With the holiday shopping season fast approaching, retailers are lining up in droves to offer “free” shipping to consumers as a promotional tool to drive sales.
Target started this year’s land rush, announcing Oct. 21 that it was offering free shipping on all online orders between Oct. 22 and Dec. 20 – with some caveats that Debra Ellis, founder of Wilson and Ellis Consulting, points out in her blog post. Exceptions include orders that exceed standard sizes which get handling fees, and orders from Hawaii and Alaska. Also, free shipping is not fast – it comes with standard delivery of 3-5 days, plus 1-2 days of processing time.
Soon thereafter, many other retailers announced free shipping offers without order minimum requirements. Kyle James, author of the Rather Be Shopping blog, lists 45 retailers that jumped on the bandwagon, including top brands like Barney’s New York, L.L. Bean, Kate Spade, Neiman Marcus and Reebok.
When you add in companies offering free shipping on orders of $50 or less, the list swells to 94, including brands like Old Navy, Toys R Us, Under Armor, Land’s End and Petco, according to James’ site.
The question naturally arises – how free is free? The answer – not as free as one might think.
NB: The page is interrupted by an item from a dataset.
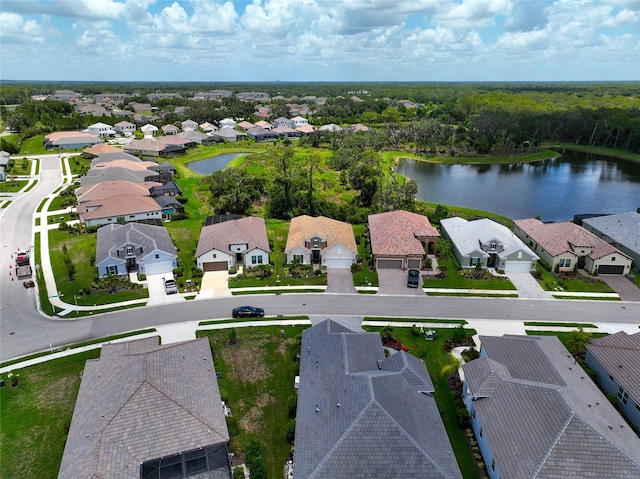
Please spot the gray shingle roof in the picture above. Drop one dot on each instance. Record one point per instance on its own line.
(361, 415)
(543, 417)
(141, 401)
According to July data from StellaService, the average a customer has to spend to qualify for free shipping increased from $76 in 2013 to $82 in 2014.
Ty McMahan, senior director of content for StellaService, said while there is some fluctuation month to month in spending thresholds for free shipping, “it is trending upward, as retailers try to figure out how to pay for free shipping promotions and make the economics work.”
“There’s a lot of pressure from the industry, as everyone talks about the pressure from Amazon Prime, and the expectations of customers,” McMahan said. “Retailers need to find a way to provide the service in a way that makes fiscal sense for them.”
A key factor in this calculus, McMahan said, are substantial pricing increases from FedEx and UPS, including changes to dimensional weight pricing as well as annual hikes coming online in 2015. Combining the two, rates from the major carriers may increase between 15% and 17% on average next year for many shippers, according to Rob Martinez, president and CEO of Shipware LLC.
“This is probably a heavy time of experimentation for retailers, as they dial in the numbers the best they can in preparation for what will be very meaningful costs increases for them,” McMahan said.